In Beirut, members of the Moslem Shi-ite community, have been continuing their protests over the disappearance of their spiritual head, Imam Musa al Sadr.
GV Entrance to United Nations building in Beirut.
GV and SV Hunger strikers praying.
DV: SV Priest leading prayers ZOOM INTO placard reading 'hunger strike.'
GV Strikers kneeling and kissing ground.
GV Two hunger strikers carried away by friends and taken to hospital.
Script is copyright Reuters Limited. All rights reserved
Background: In Beirut, members of the Moslem Shi-ite community, have been continuing their protests over the disappearance of their spiritual head, Imam Musa al Sadr. The 50-year old Imam visited the Libyan Jamahiriyah on 25 August as a guest of the government for the celebrations marking the anniversary of colonel Gaddaffi's revolution. The Libyan authorities say the Imam and his party left the country six days later, but there has been no news him since.
SYNOPSIS: The latest protest was staged outside one of the United Nations offices in Beirut. Members of the Shi-ites have been on hunger strike in protest against the Lebanese government's failure to trace the Imam. In the city there is a growing belief that the Imam is still in Libya.
Imam Musa al Sadr was the spiritual head of nearly a million Lebanese Shi-ites for ten years. His disappearance has placed a strain on relations between members of his Moslem sect, and the Libyan authorities. The Libyan Jamahiriyah is predominantly a Sunni Moslem country, and there are fears that friction could spread between the Sunni and Shia communities within Lebanon. However, so far both communities have been united in public demonstrations of concern over the Imam's disappearance.

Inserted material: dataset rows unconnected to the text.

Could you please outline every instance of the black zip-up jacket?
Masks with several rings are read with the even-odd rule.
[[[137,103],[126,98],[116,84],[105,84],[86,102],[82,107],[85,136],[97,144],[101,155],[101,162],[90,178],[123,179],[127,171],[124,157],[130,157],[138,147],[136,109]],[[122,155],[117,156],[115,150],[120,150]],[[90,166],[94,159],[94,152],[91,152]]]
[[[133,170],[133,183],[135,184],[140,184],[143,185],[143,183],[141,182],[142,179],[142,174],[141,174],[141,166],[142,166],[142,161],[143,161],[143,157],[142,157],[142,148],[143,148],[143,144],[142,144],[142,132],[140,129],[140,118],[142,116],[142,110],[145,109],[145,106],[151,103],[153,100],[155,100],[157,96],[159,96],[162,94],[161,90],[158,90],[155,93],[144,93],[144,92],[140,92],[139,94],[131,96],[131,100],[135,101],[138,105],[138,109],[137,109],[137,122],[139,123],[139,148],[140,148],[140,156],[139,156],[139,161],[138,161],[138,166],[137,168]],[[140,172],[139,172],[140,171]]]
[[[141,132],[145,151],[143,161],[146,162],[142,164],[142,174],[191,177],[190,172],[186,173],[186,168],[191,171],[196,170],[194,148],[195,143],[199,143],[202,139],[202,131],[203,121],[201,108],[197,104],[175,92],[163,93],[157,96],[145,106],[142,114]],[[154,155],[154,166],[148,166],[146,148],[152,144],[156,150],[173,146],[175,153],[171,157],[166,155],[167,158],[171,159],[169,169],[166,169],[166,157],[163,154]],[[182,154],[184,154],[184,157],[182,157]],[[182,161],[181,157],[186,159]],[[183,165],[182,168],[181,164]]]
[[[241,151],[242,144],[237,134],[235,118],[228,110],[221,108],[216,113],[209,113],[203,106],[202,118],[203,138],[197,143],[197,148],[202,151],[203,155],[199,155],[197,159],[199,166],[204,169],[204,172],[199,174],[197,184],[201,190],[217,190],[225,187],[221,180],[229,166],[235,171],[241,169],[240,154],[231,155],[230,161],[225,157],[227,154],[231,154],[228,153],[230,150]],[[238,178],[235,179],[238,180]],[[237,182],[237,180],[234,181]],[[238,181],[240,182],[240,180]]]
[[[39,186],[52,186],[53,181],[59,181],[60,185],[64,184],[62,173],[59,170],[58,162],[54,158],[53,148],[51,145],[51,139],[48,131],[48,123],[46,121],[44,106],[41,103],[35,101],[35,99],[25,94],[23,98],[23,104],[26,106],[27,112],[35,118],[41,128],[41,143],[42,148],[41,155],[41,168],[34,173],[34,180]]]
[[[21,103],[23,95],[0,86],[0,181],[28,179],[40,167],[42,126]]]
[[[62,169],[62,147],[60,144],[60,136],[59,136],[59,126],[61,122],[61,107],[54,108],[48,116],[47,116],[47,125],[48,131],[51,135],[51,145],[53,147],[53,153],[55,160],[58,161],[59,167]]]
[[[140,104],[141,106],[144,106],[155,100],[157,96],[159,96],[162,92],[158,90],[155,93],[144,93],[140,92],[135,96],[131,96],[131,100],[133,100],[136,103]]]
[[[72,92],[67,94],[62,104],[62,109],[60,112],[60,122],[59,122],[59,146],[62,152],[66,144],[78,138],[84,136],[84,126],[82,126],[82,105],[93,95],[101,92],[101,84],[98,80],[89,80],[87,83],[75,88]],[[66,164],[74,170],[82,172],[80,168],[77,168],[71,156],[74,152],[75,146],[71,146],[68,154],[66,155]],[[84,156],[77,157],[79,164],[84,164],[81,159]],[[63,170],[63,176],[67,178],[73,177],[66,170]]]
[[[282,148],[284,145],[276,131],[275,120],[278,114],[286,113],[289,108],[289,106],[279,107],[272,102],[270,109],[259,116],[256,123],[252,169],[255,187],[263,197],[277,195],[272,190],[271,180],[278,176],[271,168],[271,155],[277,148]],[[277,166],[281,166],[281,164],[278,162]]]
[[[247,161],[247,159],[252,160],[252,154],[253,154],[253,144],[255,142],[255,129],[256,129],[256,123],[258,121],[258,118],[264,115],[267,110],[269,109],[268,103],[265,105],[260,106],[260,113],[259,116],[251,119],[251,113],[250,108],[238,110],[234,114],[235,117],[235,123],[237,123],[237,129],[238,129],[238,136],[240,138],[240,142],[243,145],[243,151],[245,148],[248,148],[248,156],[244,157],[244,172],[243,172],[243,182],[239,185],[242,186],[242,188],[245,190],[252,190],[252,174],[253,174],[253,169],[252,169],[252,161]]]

This latest protest is part of a concerted campaign to gain the attention of the Lebanese government. Earlier this month, Beirut's Moslem community staged a general strike. Now protesting outside one of the United Nations buildings, the group are reinforcing their demands for an international inquiry. Because the Libyan Jamahiriyah has supported the Moslem Left and the Palestinians in the Lebanese conflict, many of the leaders of the Moslem community have been unwilling to accuse the Libyans openly of being behind their leader's disappearance. One view is that the Libyan Jamahiriyah and the Shi-ites have both been the victims of a conspiracy. But in spite of the protests, and the removal of some of the hunger strikers to hospital, there has been no end to the mystery. Meanwhile the Moslem community has repeated almost daily its call to the whole Arab world to exert maximum effort to locate the Imam.